As the grandson of immigrants, New York State Comptroller Thomas DiNapoli's respect for teachers runs deep. "For both my parents, public education was the path to success," he said. "I get angry when I hear people disparaging teachers and public schools."
He recalled attending the 50th anniversary of his elementary school. One of his favorite teachers was his guest. "I was able to thank her and all the other teachers who helped me - it meant a lot," said DiNapoli.
That respect for educators infused his morning address, where he reiterated his long-standing defense of public education and secure pensions. He also thanked NYSUT activists for their advocacy, which helped restore nearly $1 billion in state education funding.
"This came about because you displayed tenacity and grassroots advocacy," said DiNapoli. "Thanks for raising your voices and making a difference."
He called on members to again use their voice to stem the tide of sequestration, which would result in a loss of $42.7 million in funding for the state's primary and secondary schools. "This will hurt students, and New York's property tax cap will make it more challenging," he said.
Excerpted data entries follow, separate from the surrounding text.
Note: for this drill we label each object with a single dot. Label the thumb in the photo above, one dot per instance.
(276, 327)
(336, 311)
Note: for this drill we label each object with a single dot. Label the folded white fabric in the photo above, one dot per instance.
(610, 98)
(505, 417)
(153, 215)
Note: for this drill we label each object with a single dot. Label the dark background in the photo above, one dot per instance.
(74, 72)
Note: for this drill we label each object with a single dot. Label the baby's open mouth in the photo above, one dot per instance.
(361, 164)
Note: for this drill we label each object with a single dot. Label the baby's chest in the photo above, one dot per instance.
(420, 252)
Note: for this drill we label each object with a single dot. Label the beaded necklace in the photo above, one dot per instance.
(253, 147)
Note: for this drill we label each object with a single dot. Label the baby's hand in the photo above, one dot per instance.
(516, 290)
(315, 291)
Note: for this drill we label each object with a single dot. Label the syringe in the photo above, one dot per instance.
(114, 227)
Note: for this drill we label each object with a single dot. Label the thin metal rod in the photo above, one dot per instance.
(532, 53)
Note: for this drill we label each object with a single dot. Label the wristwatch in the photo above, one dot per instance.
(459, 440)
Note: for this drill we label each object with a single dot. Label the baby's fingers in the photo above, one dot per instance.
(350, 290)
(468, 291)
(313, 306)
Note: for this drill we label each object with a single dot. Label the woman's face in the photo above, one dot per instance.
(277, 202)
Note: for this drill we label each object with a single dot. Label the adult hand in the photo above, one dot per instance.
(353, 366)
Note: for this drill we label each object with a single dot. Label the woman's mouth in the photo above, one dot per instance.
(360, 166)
DiNapoli also applauded union members for making SUNY, CUNY and our community colleges strong institutions. "Thanks for ensuring that public higher education remains a quality education," he said. "We need a well-trained workforce to remain competitive."
And on the topic of defined benefit pension plans, DiNapoli held firm. "For those who try to replace these with defined contributions, I say... Not on my watch as state comptroller.'
"Challenging economic times should not be a rationale for taking away hard-earned benefits for public employees."